America's 60 Families
- Cover of the 1946 printing of America's 60 Families
- Author: Ferdinand Lundberg
- Language: English
- Genre: Non-fiction
- Publisher: Vanguard Press
- Publication date: 1937
- Publication place: United States
- Pages: 495 (1937 printing)
- OCLC: 256489013
- Dewey Decimal: 339.20973
- LC Class: HG181
- Followed by: The Rich and the Super-Rich

= America's 60 Families =

1937 non-fiction book

America's 60 Families is a book by American journalist Ferdinand Lundberg published in 1937 by Vanguard Press. It is an argumentative analysis of wealth and class in the United States, and how they are leveraged for purposes of political and economic power, specifically by what the author contends is a "plutocratic circle" composed of a tightly interlinked group of 60 families.
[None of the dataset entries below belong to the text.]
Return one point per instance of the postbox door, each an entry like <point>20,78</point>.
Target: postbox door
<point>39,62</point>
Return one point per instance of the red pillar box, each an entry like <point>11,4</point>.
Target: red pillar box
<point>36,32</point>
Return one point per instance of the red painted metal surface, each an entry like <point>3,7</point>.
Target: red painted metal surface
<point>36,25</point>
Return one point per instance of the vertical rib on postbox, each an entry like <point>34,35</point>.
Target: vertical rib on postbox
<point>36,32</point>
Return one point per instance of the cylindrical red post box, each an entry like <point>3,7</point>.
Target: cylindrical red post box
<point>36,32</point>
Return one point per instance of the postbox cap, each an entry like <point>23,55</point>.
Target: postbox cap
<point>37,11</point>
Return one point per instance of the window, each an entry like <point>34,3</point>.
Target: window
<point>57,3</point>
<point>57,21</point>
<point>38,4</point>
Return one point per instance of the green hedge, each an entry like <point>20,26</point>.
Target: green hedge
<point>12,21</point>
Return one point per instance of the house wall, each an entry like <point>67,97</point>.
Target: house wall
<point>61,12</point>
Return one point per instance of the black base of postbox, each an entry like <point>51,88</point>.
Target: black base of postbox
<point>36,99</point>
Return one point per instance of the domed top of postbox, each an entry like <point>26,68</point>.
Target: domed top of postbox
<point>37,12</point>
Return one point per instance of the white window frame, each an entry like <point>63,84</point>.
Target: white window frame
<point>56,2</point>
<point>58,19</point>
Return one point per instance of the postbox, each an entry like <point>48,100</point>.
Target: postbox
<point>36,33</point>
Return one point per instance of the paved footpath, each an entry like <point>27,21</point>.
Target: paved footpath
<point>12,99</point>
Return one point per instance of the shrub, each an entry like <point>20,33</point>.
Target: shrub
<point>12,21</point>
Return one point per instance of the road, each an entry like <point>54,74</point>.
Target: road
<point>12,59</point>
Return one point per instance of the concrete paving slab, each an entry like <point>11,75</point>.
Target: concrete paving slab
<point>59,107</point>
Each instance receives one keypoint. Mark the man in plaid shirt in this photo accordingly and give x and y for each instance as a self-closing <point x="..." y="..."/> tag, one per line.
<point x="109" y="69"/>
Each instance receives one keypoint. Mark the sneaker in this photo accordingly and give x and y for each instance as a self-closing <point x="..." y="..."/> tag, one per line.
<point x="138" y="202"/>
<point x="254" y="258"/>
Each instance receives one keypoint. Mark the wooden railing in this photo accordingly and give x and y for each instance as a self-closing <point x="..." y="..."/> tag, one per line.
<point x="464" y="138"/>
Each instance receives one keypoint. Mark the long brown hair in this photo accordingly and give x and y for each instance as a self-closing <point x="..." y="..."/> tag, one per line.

The controversial study has met with mixed reactions since its publication. Though praised by some contemporary and modern reviewers, and once cited in a speech by Harold L. Ickes, it has also been criticized by others and was the subject of a 1938 libel suit by DuPont over factual inaccuracies contained in the text. In 1968 Lundberg published The Rich and the Super-Rich, described by some sources as a sequel to America's 60 Families.

==Background==
Ferdinand Lundberg was an iconoclastic journalist and writer who spent his career pillorying the American upper class over what he charged was its grip on the United States' economy. According to Lundberg, he quit his job as a reporter at the New York Herald Tribune to pen his first book, Imperial Hearst: A Social Biography, which was published in 1936. An unflattering look at the life and business of the publishing tycoon William Randolph Hearst, it ascribed to Hearst what The New York Times would later describe as "fascist political ambitions ... abetted by an unholy alliance of big bankers". The book, whose foreword by Charles A. Beard said that Hearst would face "oblivion in death", caused an immediate stir and was described by Foreign Affairs as "an annihilating study of the newspaper magnate" worthy of "wide attention". (Note: Lundberg later charged that the film Citizen Kane was an unauthorized adaptation of Imperial Hearst and sued Orson Welles. The case, which went to trial, resulted in a hung jury.)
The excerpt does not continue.